At 13,000 feet above sea level, the lake sits within the Mauna Kea Ice Age NAR. Because of the lake’s cultural significance, researchers with the University of Hawai`i at Hilo’s Department of Geography and Environmental Studies have used various imaging techniques — from expensive LiDAR technology to a compilation of regular snapshots of the area — to monitor water levels and identify water sources, rather than entering the lake.
They’ve found that some of the lake’s lowest levels ever are being recorded right now, UH-Hilo professor Donna Delparte said at last year’s Hawai`i Conservation Conference in Honolulu. The lake is a small fraction of the size it was in October 1977, when Hawai`i experienced its last significant drought.
At the time of the conference, in early August, the lake was about four feet deep at its deepest point and most of the lake was less than one foot deep, she said. It had been twice the size in June, according to one of her maps.
By late November, the lake had shrunk even further. Groans and gasps filled the NARS Commission’s meeting room when Hadway showed pictures of the decline since the summer.

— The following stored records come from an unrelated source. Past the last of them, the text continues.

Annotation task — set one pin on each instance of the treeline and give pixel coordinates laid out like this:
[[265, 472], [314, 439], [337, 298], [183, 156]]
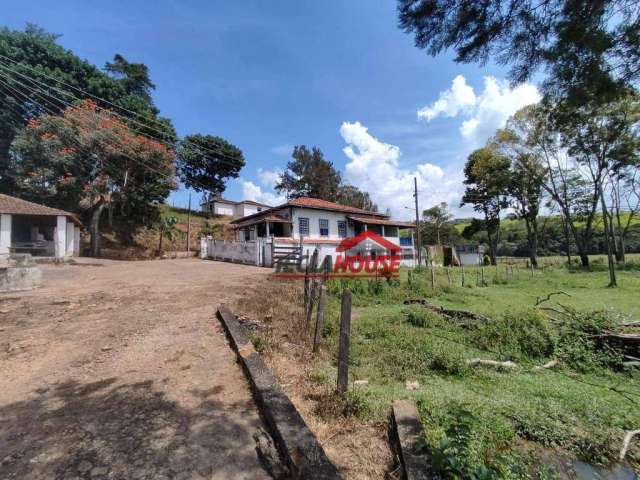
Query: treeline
[[89, 139], [576, 153]]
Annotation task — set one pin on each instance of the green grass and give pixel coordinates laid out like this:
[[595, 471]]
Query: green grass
[[588, 289], [480, 416]]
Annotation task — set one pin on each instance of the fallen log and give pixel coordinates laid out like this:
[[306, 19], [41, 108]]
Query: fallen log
[[625, 444], [447, 312], [548, 365], [493, 363]]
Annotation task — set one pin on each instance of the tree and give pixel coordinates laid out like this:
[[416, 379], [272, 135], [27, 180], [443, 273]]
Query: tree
[[487, 179], [526, 182], [310, 175], [531, 132], [86, 159], [625, 204], [167, 229], [435, 219], [604, 138], [354, 197], [589, 49], [205, 162], [41, 68]]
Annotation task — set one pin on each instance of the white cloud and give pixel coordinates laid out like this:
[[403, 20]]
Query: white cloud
[[484, 113], [282, 150], [375, 167], [251, 191], [269, 178], [459, 98]]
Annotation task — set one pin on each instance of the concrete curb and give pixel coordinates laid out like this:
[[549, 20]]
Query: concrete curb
[[406, 430], [295, 441]]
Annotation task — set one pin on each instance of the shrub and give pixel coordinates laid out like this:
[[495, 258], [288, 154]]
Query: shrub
[[516, 335], [421, 317], [581, 345], [448, 359]]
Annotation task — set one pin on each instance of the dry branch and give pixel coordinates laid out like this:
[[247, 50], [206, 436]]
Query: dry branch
[[627, 440], [540, 300], [492, 363]]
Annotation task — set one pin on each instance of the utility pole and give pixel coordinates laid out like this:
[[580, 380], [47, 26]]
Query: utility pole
[[418, 239], [189, 225]]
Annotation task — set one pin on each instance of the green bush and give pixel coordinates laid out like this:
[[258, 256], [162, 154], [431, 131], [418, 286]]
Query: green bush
[[421, 317], [517, 335], [448, 358], [581, 345]]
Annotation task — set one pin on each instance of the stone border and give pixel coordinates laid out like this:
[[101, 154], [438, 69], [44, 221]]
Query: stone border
[[406, 429], [296, 443]]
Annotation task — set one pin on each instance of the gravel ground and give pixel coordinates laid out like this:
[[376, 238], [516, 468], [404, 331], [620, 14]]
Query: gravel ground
[[120, 370]]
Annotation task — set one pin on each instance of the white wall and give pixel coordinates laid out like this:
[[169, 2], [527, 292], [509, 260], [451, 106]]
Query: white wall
[[5, 233], [59, 239], [243, 210], [70, 239], [221, 208], [76, 241], [314, 225]]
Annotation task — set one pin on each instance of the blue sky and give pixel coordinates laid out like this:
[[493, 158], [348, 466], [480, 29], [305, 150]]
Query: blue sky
[[270, 75]]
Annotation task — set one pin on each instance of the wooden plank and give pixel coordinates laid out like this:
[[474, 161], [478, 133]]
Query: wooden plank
[[343, 350], [296, 443], [407, 430], [319, 318]]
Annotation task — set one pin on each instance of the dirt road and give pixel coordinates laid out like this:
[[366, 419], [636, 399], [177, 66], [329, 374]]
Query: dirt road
[[119, 370]]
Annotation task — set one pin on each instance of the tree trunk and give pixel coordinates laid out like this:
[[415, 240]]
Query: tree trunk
[[532, 239], [94, 228], [567, 240], [607, 236], [584, 259]]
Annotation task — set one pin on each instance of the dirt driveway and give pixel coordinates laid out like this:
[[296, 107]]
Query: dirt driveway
[[119, 370]]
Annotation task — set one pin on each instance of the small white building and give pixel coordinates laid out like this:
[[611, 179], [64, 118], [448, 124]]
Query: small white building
[[314, 223], [222, 206], [27, 227]]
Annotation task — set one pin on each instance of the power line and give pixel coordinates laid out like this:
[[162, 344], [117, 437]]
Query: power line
[[48, 110], [200, 148]]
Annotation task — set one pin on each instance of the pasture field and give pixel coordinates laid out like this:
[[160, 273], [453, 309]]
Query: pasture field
[[497, 421]]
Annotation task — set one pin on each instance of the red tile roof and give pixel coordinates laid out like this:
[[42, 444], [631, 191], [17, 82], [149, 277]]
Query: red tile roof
[[382, 221], [316, 203], [16, 206], [272, 217], [309, 202]]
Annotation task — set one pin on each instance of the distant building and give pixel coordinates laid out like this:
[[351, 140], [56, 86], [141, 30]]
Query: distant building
[[222, 206]]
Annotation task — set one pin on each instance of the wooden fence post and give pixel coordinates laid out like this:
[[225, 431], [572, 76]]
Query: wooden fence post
[[319, 318], [343, 348]]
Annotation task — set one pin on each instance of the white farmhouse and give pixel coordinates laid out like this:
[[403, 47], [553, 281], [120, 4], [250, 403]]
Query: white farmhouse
[[41, 231], [314, 223], [222, 206]]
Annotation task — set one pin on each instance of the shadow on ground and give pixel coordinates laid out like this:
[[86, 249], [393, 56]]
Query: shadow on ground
[[109, 430]]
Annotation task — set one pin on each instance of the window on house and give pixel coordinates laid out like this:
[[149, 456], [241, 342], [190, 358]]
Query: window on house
[[324, 227], [390, 231], [342, 228], [303, 226]]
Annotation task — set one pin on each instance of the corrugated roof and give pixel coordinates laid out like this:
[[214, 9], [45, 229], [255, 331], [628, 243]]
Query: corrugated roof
[[273, 218], [382, 221], [16, 206], [316, 203], [310, 202]]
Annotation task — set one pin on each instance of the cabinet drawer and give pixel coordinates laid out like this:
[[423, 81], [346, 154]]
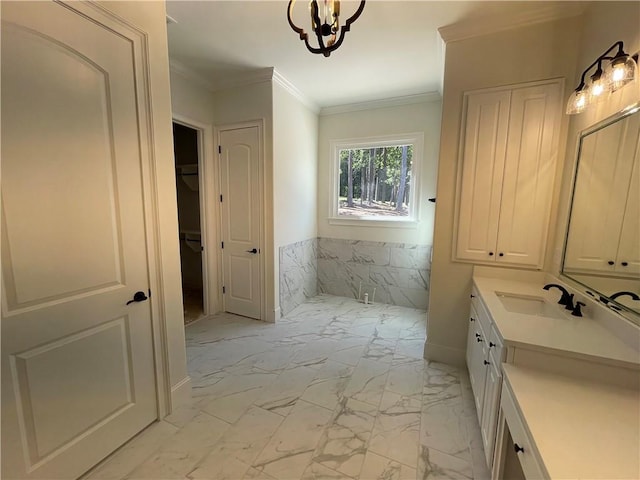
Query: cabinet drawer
[[531, 466], [495, 346]]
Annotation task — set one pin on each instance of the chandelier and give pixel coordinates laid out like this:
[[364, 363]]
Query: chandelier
[[325, 25]]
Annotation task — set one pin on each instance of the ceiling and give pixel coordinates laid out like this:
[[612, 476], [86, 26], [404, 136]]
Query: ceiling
[[392, 50]]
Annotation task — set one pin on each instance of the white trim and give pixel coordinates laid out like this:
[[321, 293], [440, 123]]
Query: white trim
[[429, 97], [491, 24], [265, 314], [411, 221], [209, 212], [181, 393], [293, 90]]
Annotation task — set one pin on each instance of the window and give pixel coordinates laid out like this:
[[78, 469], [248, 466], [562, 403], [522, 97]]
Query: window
[[376, 180]]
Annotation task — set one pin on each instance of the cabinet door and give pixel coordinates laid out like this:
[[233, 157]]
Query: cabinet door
[[490, 408], [476, 354], [605, 173], [483, 151], [529, 171]]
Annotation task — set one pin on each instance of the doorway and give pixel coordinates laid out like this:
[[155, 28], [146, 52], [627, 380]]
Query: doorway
[[187, 147]]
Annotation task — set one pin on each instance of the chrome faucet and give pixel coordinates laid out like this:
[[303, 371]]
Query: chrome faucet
[[620, 294], [566, 299]]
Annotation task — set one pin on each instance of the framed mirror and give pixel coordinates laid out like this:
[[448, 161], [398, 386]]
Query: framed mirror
[[602, 246]]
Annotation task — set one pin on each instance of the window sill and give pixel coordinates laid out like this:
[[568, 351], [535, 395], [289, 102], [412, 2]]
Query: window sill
[[373, 222]]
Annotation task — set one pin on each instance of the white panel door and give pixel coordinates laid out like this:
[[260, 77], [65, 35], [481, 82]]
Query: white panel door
[[77, 361], [529, 172], [241, 206], [484, 147]]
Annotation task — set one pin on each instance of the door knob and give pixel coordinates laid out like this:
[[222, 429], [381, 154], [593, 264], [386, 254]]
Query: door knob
[[138, 297]]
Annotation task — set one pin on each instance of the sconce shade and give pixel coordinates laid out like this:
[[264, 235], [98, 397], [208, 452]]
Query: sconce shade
[[619, 70], [578, 101], [622, 71]]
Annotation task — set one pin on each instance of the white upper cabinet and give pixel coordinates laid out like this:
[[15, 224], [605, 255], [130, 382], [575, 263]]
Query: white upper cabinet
[[508, 154]]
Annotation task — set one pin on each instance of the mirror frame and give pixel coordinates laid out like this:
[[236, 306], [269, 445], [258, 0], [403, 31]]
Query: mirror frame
[[626, 312]]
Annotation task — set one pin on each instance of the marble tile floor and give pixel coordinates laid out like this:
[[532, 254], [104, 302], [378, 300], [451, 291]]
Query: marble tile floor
[[336, 390]]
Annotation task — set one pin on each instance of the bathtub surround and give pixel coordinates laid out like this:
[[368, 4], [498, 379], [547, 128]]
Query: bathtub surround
[[398, 271], [298, 273]]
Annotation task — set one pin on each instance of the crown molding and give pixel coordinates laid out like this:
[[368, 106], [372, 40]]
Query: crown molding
[[475, 28], [293, 90], [383, 103]]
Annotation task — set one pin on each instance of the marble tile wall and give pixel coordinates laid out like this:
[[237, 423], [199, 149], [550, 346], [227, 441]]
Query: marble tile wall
[[298, 274], [399, 272]]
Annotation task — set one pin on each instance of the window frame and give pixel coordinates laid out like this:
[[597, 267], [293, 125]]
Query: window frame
[[416, 139]]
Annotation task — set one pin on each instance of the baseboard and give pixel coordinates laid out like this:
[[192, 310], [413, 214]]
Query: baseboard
[[443, 354], [273, 316], [181, 393]]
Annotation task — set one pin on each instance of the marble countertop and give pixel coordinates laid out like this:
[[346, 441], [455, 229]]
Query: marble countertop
[[581, 429], [581, 337]]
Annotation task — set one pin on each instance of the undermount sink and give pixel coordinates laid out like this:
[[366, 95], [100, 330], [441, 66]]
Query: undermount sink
[[529, 305]]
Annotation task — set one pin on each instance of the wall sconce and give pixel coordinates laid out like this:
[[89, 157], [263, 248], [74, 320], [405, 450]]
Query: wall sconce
[[325, 23], [618, 71]]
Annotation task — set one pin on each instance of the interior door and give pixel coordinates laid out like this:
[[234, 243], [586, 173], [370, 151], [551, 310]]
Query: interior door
[[77, 360], [241, 207]]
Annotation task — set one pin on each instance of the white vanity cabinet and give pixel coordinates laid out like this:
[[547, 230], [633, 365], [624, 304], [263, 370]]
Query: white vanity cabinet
[[484, 356], [508, 152]]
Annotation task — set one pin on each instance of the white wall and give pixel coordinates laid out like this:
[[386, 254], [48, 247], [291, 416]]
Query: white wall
[[604, 23], [423, 116], [242, 104], [536, 52], [190, 100], [151, 18], [295, 178]]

“I was stunned when I saw that,” Hadway said of the most current picture, showing little more than a large green puddle. “It’s an El Niño year. If there’s not a lot of snow …,” Hadway trailed off.
“Maybe we could rent a snow machine,” commission member Sheila Conant said.
The UH-Hilo team is investigating whether the mountain has experienced similar drought periods and has invited the public to submit old photos of the lake area so it can develop a more detailed record.
“There’s significant concern about what’s happening to the lake and lake level,” Delparte said at the conference.
The weekly column for September 13 written by USGS scientists at the Hawaiian volcano observatory notes that it’s unclear exactly what is causing the lake’s decline. The cause depends on whether the impermeable layer below the lake that prevents it from draining is made of permafrost or ash.
If it’s permafrost, then the lake’s decline could be a result of the permafrost melting.
“In this scenario, the lake would surely disappear as the permafrost continues to melt with increasing temperatures on Mauna Kea. The temperature increase is about three times faster than the global rate, and is observed at high elevations throughout Hawai`i,” the scientists state.
The more likely scenario is that the lake is maintained by an ash layer and that the lake is simply evaporating as a result of rising temperatures and the current drought, they write.
“Although the rising temperatures do not bode well for the future of Lake Waiau, a winter season rich in storms will do much to replenish the lake, as well as provide us with magnificent views of the snow-capped volcano,” they conclude.
A report for the 2012 Pacific Islands Regional Climate Assessment, released early last month, notes that the Hawaiian alpine ecosystems “are already beginning to show strong signs of increased drought and warmer temperatures, apparently related to increasing persistence of the trade wind inversion … since the 1990s.”